Australia had become a “post-welfare state”, argues one of the key academic texts on welfare in Australia. Other academics blamed both sides of politics for being the “gravediggers” of the welfare state. An ANU academic claimed “it is well documented that Australia’s Aboriginal and Torres Strait Islander peoples have experienced some of the harshest effects of neoliberal intensification and its continuous pursuit of state welfare retraction and stigmatisation.”
Another group of academics claimed in 2016 “‘neoliberalism’ … is used here to refer to an ideological reaction to the welfare state inspired by Frederick Hayek [sic], popularised by Milton Friedman and manifested in public choice theory. The reaction against the welfare state and increased reliance on market mechanisms has tended to have disproportionate impact on women.”
Indeed, “Frederick” Hayek — AKA Friedrich — had some thoughts about welfare. In Road to Serfdom he wrote “there can be no doubt that some minimum of food, shelter, and clothing, sufficient to preserve health and the capacity to work, can be assured to everybody … Nor is there any reason why the state should not assist the individuals in providing for those common hazards of life against which, because of their uncertainty, few individuals can make adequate provision.” And Milton Friedman proposed a “negative income tax” akin to the Universal Basic Income idea touted by many on the left now.
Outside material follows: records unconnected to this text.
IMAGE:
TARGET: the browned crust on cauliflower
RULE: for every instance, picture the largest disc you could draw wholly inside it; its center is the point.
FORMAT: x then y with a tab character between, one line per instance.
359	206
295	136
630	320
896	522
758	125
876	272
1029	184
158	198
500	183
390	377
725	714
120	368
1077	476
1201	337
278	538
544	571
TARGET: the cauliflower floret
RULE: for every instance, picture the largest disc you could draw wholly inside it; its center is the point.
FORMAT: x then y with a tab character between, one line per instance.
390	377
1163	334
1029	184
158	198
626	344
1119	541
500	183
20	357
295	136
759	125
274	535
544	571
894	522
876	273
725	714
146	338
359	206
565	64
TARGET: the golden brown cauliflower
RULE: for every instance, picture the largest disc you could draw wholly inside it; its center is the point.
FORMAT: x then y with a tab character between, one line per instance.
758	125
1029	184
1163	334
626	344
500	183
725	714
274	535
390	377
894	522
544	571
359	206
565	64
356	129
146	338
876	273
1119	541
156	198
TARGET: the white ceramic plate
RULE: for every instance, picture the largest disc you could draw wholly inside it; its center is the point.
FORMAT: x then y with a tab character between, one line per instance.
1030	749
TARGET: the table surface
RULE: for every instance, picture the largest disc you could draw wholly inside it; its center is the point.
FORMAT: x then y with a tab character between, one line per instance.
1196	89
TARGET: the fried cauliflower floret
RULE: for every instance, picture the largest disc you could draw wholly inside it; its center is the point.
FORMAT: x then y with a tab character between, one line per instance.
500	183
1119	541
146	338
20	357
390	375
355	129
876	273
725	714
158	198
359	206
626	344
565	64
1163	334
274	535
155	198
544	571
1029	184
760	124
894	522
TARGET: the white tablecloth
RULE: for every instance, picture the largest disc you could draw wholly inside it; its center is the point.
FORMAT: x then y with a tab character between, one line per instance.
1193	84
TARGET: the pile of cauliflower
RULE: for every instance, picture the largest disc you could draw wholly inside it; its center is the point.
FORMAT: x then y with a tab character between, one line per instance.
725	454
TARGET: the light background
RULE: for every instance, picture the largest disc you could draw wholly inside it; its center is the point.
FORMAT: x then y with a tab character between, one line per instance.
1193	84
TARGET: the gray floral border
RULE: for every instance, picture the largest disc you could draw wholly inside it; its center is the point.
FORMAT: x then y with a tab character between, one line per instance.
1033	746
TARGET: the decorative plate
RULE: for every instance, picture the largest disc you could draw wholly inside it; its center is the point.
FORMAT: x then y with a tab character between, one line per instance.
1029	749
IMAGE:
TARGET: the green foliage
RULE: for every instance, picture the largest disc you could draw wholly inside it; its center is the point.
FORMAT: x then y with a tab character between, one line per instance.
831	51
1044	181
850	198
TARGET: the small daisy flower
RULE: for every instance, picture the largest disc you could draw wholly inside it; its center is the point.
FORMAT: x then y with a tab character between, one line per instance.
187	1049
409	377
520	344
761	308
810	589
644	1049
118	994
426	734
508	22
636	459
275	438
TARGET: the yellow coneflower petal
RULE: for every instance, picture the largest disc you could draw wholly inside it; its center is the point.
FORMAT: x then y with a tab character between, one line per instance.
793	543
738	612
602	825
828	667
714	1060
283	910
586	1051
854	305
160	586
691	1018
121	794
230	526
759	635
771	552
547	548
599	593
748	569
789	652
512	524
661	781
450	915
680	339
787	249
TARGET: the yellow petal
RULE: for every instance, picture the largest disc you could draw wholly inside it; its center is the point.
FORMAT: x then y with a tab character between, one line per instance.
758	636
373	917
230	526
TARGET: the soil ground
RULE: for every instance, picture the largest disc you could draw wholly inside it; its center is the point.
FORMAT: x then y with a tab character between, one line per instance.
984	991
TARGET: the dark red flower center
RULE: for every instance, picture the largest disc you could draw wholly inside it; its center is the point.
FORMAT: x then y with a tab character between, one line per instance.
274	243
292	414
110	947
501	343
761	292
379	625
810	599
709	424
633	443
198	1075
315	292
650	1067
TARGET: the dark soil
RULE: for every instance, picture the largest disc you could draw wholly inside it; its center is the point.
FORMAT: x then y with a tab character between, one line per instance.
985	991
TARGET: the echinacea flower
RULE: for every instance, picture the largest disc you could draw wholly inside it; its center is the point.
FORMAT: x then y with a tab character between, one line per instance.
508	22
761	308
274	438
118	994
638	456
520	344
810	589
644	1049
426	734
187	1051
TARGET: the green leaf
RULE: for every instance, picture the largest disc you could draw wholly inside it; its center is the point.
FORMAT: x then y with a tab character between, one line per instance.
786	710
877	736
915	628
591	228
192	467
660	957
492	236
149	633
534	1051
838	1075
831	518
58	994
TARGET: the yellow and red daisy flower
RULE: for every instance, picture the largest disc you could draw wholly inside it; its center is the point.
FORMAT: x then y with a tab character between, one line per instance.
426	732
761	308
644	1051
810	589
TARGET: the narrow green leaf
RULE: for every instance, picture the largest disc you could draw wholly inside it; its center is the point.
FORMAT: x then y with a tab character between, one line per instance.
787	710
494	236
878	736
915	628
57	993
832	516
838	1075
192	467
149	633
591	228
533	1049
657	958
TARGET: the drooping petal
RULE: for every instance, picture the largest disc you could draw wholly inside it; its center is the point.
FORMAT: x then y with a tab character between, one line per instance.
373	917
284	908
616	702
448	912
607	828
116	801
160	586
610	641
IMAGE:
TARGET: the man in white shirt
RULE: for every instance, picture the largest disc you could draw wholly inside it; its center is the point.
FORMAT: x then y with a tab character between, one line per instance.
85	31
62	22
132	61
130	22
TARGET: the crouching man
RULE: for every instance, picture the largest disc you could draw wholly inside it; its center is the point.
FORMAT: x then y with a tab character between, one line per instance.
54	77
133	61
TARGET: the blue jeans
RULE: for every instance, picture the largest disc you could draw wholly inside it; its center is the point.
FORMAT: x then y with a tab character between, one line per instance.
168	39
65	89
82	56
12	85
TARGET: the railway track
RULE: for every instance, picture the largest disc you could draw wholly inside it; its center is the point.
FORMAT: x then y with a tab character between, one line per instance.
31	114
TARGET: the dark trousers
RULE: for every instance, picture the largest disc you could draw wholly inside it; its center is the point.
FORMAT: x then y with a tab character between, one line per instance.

Still, those are mere details.
It is true that “neoliberalism”, at least in the sense of promoting contestability and use of markets rather than public intervention, has reshaped welfare in Australia in areas like job services. But has neoliberalism forced cuts to welfare expenditure? And has the Liberal Party delivered them?
Two studies contradict this. A 2012 paper by Curtin University academics examining welfare spending in the two decades to 2004 found “far from succumbing to neoliberalism, the Australian welfare state became if anything even larger over this period. Neither bipartisan economic liberalisation, nor competing party welfare policies, made much difference to the welfare state when viewed through a fiscal incidence lens.”
The study found that welfare spending as a proportion of GDP did not shrink; redistribution of income did not reduce; all income quintiles received more benefit payments over the period but the poorest quintiles received more, and all quintiles paid more tax, but the wealthy paid a lot more. A 2018 paper that updated the research to 2008 confirmed those results, while acknowledging an increase in inequality in Australia.
Those papers are based on analysis of historical data. They also reflect how complex any definition of welfare can be, since it combines not just direct income support but indirect forms, via the health and education systems, and the interaction of households with the taxation system.
Moreover, even direct income support is composed of different elements — the number of people who qualify for the aged pension is, some definitional tweaking aside, primarily a reflection of demography adjusted for the income and wealth levels of recipients. The overall level of unemployment benefits, however, primarily reflects the state of the economy. For all the controversy over the level of Newstart payments — which everyone bar the major parties believes is too low — the Rudd-Gillard and Turnbull-Morrison governments have had historically low levels of unemployment.
But if the Howard government didn’t preside over cuts to welfare, surely the Abbott, Turnbull and Morrison governments — especially given the notorious 2014 budget — have?